SMART HERITAGE: I MUSEI DEL NUOVO MILLENNIO CONDIVIDONO IL PATRIMONIO
Sia Dresseno sia Giacomo Giannella – videogame art director e fondatore di Streamcolors, realtà ideatrice dell’International Game Camp insieme a Bookrepublic – hanno introdotto nel corso della presentazione un concetto fondante per questa nuova iniziativa, quello di “smart heritage”. Si tratta della promozione al ri-utilizzo creativo del patrimonio, come fa per esempio il Rijskmuseum, per elaborare nuovi prodotti e opere che si ispirano alle collezioni condivise online dal museo con licenza Creative Commons. Nel corso del Camp, quindi, i team di sviluppo avranno modo di accedere alla Pandora’s Box, un repository di riproduzioni digitali di opere d’arte e reperti, beni architettonici e paesaggistici, fornite dai musei partecipanti all’iniziativa come immagini ad alta risoluzione o addirittura scansioni tridimensionali. Da questo “vaso di Pandora” digitale i partecipanti potranno trarre libera ispirazione per creare ambientazioni, personaggi, elementi interattivi del loro progetto-prototipo.

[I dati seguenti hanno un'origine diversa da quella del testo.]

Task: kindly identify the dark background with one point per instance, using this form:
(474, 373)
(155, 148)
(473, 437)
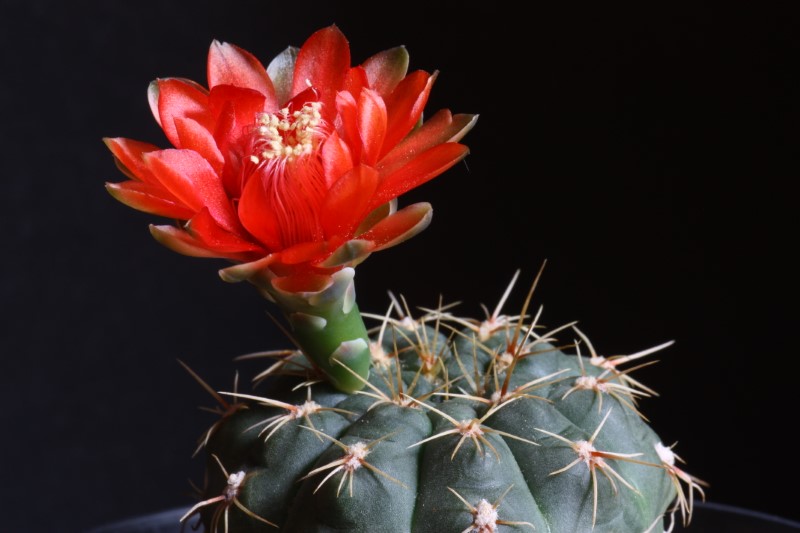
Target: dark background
(648, 155)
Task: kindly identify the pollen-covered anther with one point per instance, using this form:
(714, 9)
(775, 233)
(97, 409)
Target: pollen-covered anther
(286, 134)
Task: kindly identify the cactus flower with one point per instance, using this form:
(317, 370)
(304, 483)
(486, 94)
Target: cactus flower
(292, 171)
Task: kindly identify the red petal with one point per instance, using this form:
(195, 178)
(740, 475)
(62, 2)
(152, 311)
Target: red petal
(323, 61)
(302, 282)
(371, 125)
(356, 80)
(400, 226)
(347, 123)
(234, 110)
(257, 215)
(386, 69)
(192, 180)
(179, 241)
(179, 98)
(422, 168)
(303, 252)
(230, 65)
(195, 137)
(439, 129)
(206, 230)
(129, 155)
(149, 198)
(405, 105)
(336, 159)
(348, 202)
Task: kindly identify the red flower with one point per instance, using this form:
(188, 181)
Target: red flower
(293, 168)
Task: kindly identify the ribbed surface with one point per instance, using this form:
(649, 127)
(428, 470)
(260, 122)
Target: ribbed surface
(399, 485)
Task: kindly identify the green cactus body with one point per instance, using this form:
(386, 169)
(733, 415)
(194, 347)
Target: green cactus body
(458, 429)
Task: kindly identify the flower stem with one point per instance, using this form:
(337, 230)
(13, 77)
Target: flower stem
(341, 337)
(329, 329)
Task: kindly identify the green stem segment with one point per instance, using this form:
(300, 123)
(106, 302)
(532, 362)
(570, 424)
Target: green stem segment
(332, 340)
(330, 330)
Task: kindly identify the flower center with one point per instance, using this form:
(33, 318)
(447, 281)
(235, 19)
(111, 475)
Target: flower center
(286, 134)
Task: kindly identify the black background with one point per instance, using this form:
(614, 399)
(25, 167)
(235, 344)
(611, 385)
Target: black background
(649, 155)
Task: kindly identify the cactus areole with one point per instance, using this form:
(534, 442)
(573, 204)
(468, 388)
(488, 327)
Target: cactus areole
(429, 423)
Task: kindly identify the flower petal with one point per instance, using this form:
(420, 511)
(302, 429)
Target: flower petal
(257, 214)
(179, 241)
(205, 229)
(377, 214)
(348, 202)
(347, 123)
(129, 156)
(400, 226)
(192, 180)
(422, 168)
(149, 198)
(439, 129)
(247, 271)
(371, 125)
(323, 61)
(351, 253)
(230, 65)
(336, 158)
(386, 69)
(181, 98)
(304, 252)
(405, 105)
(281, 72)
(234, 110)
(356, 80)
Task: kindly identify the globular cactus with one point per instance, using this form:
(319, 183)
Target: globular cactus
(439, 423)
(463, 426)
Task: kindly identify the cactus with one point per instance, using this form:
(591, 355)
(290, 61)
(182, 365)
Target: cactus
(435, 422)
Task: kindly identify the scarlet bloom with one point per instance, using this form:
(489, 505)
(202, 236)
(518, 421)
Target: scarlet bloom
(293, 169)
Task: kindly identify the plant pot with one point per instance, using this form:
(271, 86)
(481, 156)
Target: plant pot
(707, 518)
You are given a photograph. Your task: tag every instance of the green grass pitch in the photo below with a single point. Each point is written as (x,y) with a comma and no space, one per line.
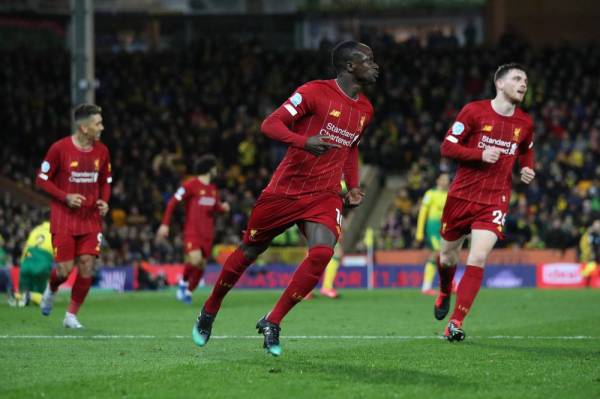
(384,344)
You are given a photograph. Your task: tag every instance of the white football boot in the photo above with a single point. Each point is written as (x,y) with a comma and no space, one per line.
(71,321)
(47,301)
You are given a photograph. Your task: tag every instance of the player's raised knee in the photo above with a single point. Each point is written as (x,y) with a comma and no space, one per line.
(321,254)
(448,259)
(477,258)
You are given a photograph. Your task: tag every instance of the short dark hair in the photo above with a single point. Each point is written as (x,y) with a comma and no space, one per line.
(84,111)
(204,164)
(342,53)
(503,70)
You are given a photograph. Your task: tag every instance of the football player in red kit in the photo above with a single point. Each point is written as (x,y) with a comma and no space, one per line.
(322,122)
(76,173)
(486,140)
(202,203)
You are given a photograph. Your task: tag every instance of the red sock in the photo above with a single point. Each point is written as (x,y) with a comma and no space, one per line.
(446,277)
(187,271)
(79,292)
(195,277)
(467,291)
(55,280)
(303,281)
(234,267)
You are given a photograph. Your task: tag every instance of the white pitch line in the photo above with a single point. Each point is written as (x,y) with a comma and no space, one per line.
(291,337)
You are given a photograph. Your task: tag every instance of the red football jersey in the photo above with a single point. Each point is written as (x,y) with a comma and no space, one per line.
(68,169)
(319,107)
(476,128)
(202,202)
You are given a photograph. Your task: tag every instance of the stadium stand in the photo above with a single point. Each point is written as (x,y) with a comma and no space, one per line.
(164,109)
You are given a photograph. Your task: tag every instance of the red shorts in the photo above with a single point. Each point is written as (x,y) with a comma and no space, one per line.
(68,247)
(273,214)
(461,216)
(194,242)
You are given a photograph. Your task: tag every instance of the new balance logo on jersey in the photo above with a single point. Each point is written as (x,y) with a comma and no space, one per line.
(339,135)
(207,201)
(516,134)
(506,147)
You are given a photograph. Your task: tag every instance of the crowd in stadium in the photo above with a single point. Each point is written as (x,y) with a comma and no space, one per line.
(162,110)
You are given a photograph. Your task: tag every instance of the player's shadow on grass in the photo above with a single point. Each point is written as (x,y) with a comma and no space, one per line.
(539,351)
(387,370)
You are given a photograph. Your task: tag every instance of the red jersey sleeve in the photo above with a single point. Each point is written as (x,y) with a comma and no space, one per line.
(48,170)
(351,168)
(218,208)
(453,145)
(526,151)
(277,125)
(182,194)
(105,178)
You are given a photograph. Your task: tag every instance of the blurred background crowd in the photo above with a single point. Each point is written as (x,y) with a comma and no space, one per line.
(163,109)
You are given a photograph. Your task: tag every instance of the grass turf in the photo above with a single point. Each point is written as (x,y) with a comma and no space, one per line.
(139,345)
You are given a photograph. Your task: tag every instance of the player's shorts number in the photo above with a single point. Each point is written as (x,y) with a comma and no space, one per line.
(499,217)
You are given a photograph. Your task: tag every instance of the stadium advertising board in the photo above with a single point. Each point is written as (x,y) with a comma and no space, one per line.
(560,275)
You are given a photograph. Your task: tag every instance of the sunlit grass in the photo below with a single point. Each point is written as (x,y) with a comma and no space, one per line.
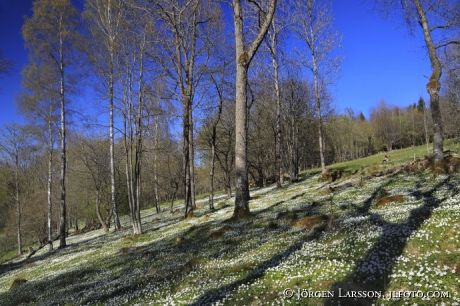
(406,245)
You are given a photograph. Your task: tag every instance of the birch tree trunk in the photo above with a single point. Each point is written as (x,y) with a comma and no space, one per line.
(50,180)
(434,86)
(244,55)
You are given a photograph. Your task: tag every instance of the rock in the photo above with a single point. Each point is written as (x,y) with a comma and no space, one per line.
(16,283)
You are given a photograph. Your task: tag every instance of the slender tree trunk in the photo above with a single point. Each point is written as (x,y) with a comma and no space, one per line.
(241,182)
(278,171)
(62,228)
(98,211)
(243,59)
(211,173)
(116,220)
(186,161)
(18,206)
(50,180)
(192,159)
(434,86)
(173,198)
(320,123)
(155,169)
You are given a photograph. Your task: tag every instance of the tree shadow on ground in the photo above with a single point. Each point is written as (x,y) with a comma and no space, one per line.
(373,271)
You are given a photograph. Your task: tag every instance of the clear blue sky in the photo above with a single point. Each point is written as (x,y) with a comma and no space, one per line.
(381,60)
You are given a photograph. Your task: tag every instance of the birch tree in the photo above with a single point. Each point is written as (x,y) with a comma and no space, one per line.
(51,37)
(186,31)
(6,65)
(14,144)
(244,54)
(274,41)
(439,22)
(39,104)
(314,28)
(105,22)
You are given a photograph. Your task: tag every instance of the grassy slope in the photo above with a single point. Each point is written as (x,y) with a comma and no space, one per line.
(410,245)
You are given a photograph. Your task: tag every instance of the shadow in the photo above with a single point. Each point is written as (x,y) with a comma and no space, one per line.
(216,294)
(372,272)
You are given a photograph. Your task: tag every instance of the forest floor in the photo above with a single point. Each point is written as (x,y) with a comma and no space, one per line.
(388,240)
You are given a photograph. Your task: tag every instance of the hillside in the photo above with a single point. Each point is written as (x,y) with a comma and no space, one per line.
(311,243)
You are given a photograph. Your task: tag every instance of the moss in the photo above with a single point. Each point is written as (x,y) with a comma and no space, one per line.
(384,201)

UN MODO INEDITO DI CONOSCERE I BENI CULTURALI
Proprio nell’industria creativa dei videogiochi – a cui nel 2016 il Mibact ha riconosciuto valore culturale – si contano diversi esempi che hanno attinto a vario titolo da stili pittorici e poetiche artistiche – OKAMI riprende Hokusai e gli ukyo-e, il gioco indie Thomas was alone trasferisce in una piattaforma interattiva gli elementi astratti di Mondrian. In questi casi, il pubblico viene in contatto con opere e scuole artistiche, monumenti e architetture in modo indiretto ma letteralmente memorabile, per l’alto coinvolgimento richiesto dal gioco anche a livello emotivo.
Chiedete a un qualsiasi giocatore nel mondo, che sia statunitense o cinese, se conosce Monteriggioni: certo, vi risponderà, ci ha vissuto Ezio Auditore.